The studio component has resulted in the creation of new artworks, which I refer to as colour-space compositions and
which combine painting with installation and assemblage, exploring ideas and problems that relate to abstraction, such
as figure/ground composition and the use of colour as a spatial element. In the written component, I examine the
discourse about this newly recognised area of contemporary practice termed 'expanded painting', defined as a genre by
the Danish art historian Anne Ring Petersen as including objects, installations or architectural designs as a form of
painting.
The aim and the focus of the written dissertation, is to demonstrate that the spatialisation of painting, which has become
a common aspect of contemporary practice, as demonstrated by artists such as Jessica Stockholder and myself, is the
continuation and realisation of certain ideas that were developed and explored during two key moments of the twentieth
century in relation to painting and to abstraction.
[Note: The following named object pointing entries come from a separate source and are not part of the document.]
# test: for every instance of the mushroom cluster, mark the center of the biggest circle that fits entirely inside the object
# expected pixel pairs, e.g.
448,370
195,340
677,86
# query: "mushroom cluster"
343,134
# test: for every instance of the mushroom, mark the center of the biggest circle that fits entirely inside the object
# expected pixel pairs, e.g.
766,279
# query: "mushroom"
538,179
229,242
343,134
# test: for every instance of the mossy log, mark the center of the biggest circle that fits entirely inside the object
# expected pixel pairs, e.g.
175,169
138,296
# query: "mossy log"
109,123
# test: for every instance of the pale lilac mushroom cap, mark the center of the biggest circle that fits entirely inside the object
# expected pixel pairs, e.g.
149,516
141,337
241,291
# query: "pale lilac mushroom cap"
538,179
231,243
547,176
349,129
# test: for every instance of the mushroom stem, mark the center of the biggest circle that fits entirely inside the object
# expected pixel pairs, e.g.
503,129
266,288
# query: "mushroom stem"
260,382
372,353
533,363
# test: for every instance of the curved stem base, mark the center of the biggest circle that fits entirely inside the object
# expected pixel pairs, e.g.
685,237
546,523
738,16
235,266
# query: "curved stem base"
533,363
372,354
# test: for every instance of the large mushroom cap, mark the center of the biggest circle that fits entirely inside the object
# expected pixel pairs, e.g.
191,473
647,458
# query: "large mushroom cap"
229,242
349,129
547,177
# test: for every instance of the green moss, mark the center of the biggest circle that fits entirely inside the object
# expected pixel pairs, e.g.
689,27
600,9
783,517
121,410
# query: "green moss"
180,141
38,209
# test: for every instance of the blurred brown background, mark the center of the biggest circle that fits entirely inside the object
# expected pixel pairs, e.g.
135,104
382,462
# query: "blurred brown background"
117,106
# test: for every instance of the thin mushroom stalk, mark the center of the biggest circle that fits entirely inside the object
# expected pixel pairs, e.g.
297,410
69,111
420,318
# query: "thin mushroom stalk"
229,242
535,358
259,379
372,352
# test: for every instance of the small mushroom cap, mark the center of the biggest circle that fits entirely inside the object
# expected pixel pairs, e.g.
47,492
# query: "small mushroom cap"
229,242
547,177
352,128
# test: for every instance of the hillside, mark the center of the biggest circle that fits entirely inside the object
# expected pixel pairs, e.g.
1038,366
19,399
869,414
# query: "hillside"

The first moment was during the early decades of the century and was
initiated by foundational abstract painters such as Piet Mondrian, who foretold painting s current evolution as an
expanded field and who argued that in the future painting would exceed its two-dimensional support and would merge
with architecture to become a three-dimensional practice. The second moment was during the mid and late 1960s,
when artists such as Hélio Oiticica and Daniel Buren, who during their early careers worked with abstraction and with
the legacy of modernism, abandoned easel painting and the formalist values that were associated with the genre at the
time, and turned instead to sculpture and installation as a way of expanding their practice. This argument extends the
current literature on expanded painting in two ways. Firstly, by linking the contemporary development of painting as a
spatialised practice to the theories of Mondrian, a connection that has not yet been acknowledged and secondly, by
bringing new insight to the work of two artists whose work is a historical example of spatialised painting, but whose
connection to expanded painting has thus far remained unexplored.
This argument is vitally informed by my own art practice.